17 and to be in/on/with twenty and seven year in/on/with first in/on/with one to/for month to be word LORD to(wards) me to/for to say
Voorts gebeurde het in het zeven en twintigste jaar, in de eerste maand, op den eersten der maand, dat het woord des HEEREN tot mij geschiedde, zeggende:
18 son: child man Nebuchadnezzar king Babylon to serve: labour [obj] strength: soldiers his service: work great: large to(wards) Tyre all head to make bald and all shoulder to smooth and wages not to be to/for him and to/for strength: soldiers his from Tyre upon [the] service: work which to serve: labour upon her
Mensenkind! Nebukadrezar, de koning van Babel, heeft zijn heir een groten dienst doen dienen tegen Tyrus; alle hoofden zijn kaal geworden, en alle zijden zijn uitgeplukt; en noch hij, noch zijn heir heeft loon gehad vanwege Tyrus, voor den dienst, dien hij tegen haar gediend heeft.
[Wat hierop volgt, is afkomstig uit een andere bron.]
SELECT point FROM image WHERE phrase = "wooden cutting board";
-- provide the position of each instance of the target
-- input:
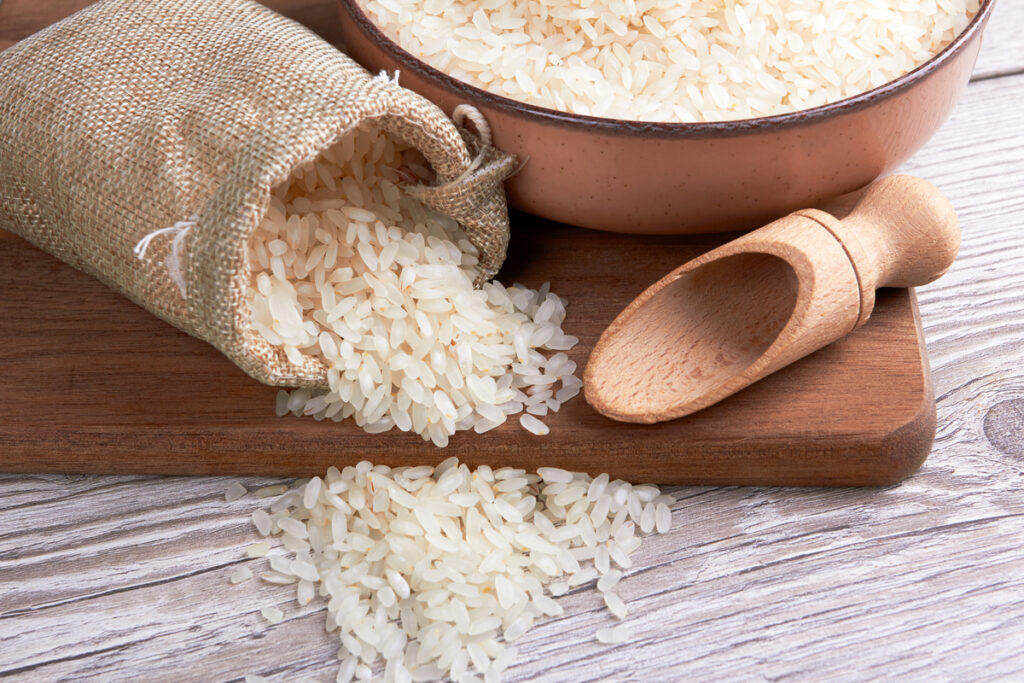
(92, 383)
19 to/for so thus to say Lord YHWH/God look! I to give: give to/for Nebuchadnezzar king Babylon [obj] land: country/planet Egypt and to lift: bear crowd her and to loot spoil her and to plunder plunder her and to be wages to/for strength: soldiers his
Daarom, zo zegt de Heere HEERE: Zie, Ik zal Nebukadrezar, den koning van Babel, Egypteland geven; en hij zal deszelfs menigte wegvoeren, en deszelfs buit buiten, en deszelfs roof roven, en het zal het loon zijn voor zijn heir.
20 wages his which to serve: labour in/on/with her to give: give to/for him [obj] land: country/planet Egypt which to make: do to/for me utterance Lord YHWH/God
Tot zijn arbeidsloon, omdat hij tegen haar gediend heeft, heb Ik hem Egypteland gegeven, omdat zij voor Mij gewrocht hebben, spreekt de Heere HEERE.
21 in/on/with day [the] he/she/it to spring horn to/for house: household Israel and to/for you to give: do opening lip in/on/with midst their and to know for I LORD
Te dien dage zal Ik den hoorn van het huis Israels doen uitspruiten, en u opening des monds geven in het midden van hen; en zij zullen weten, dat Ik de HEERE ben.